BEAVERTON, Ore. - Ronnie Duke found out about his "doppelganger" by chance.

He's a web developer in Beaverton. A friend sent him an e-mail with a link, asking if he'd gotten a side job.

The link lead to the website of another web developer in India, who was using Duke's picture and claiming to be him, though under another name, "Gelasio Freeman."

"Somebody is wearing a suit of me and prancing around pretending to be me," said Duke.

Duke said he speaks at national web developer conferences. He said the impostor's web development portfolio shows low quality work.

"That could damage my reputation that I've worked so hard for," said Duke.

Duke said he sent the impostor an e-mail asking him to take down his picture.

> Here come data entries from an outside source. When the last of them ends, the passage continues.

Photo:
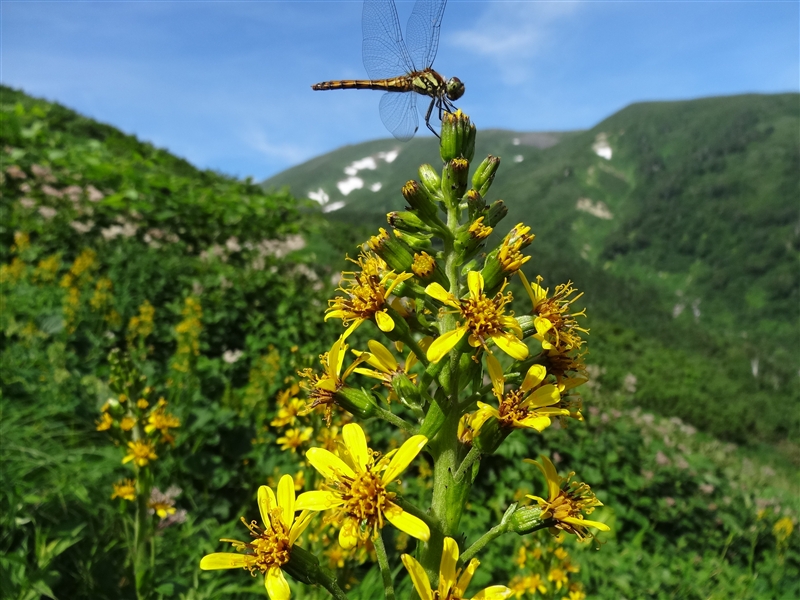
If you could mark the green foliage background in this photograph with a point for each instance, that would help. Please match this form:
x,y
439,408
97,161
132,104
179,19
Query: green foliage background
x,y
692,515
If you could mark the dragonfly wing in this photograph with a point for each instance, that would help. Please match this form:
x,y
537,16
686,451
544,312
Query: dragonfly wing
x,y
399,114
422,31
383,50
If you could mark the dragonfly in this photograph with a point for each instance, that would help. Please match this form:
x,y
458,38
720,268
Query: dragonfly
x,y
402,68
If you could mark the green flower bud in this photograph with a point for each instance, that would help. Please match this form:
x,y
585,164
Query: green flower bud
x,y
458,137
526,519
355,401
456,173
484,174
397,255
415,241
420,200
490,436
407,221
495,213
431,182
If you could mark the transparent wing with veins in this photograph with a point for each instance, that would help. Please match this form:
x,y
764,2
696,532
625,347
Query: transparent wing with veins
x,y
422,31
383,50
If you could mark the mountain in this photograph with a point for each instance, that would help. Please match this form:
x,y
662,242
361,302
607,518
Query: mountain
x,y
678,219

"No response," said Duke. "I feel like this thing is happening, but my hands are tied and I can't do anything about it."

The Problem Solvers contacted the impostor as a customer, asking for a quote on a website. The impostor agreed to talk on Skype, but claimed his web camera was broken, so he could not show his face.

The impostor told the Problem Solvers that "Gelasio Freeman" is a fake name. But he insisted that the picture of Duke is one of his former co-workers living in India.

"That is one of our designers' pictures," said the impostor. "Working one year back."

The Problem Solvers asked Duke to join them in front of the web cam so the impostor could see Duke's face.

"It's my picture on your web site and I have never worked for you," said Duke.

After a long pause, the impostor finally answered. "I don't have words to say," he said.

He said he used Duke's picture as a marketing strategy to dig up American clients.

"I was trying to get business from there," said the impostor.

He said he got the idea from call center workers in India who use American-sounding names when dealing with American customers. He said never thought he would have to talk to his customers face to face.

Attorney Mike Cohen in Portland says there are laws to help protect people in Oregon, allowing them, in some situations, to defend their "right of publicity."

"Right of publicity laws are the kind of laws that prevent somebody from slapping Taylor Swift on the side of a cereal box without her consent," said Cohen.

Cohen said you do not have to be a celebrity to utilize the right of publicity protections.

For example, Duke could send a letter to the web site that stole his picture and to the site's internet service provider telling them that they can't use Duke's face for commercial purposes without his consent.

At the end of the Skype conversation with the Problem Solvers and Duke, the impostor agreed to take down Duke's picture and to not to pose as other people on line.

"I am sorry," said the impostor. "It is my mistake."

"I will not do in the future this kind of a thinking," he added.

Cohen recommended that you take steps to protect your pictures on line, like using a service that makes it harder for people to copy your images.

A hard-working thief could get around the image protections, but they might serve to discourage thieves, not unlike putting a locking bar on your steering wheel.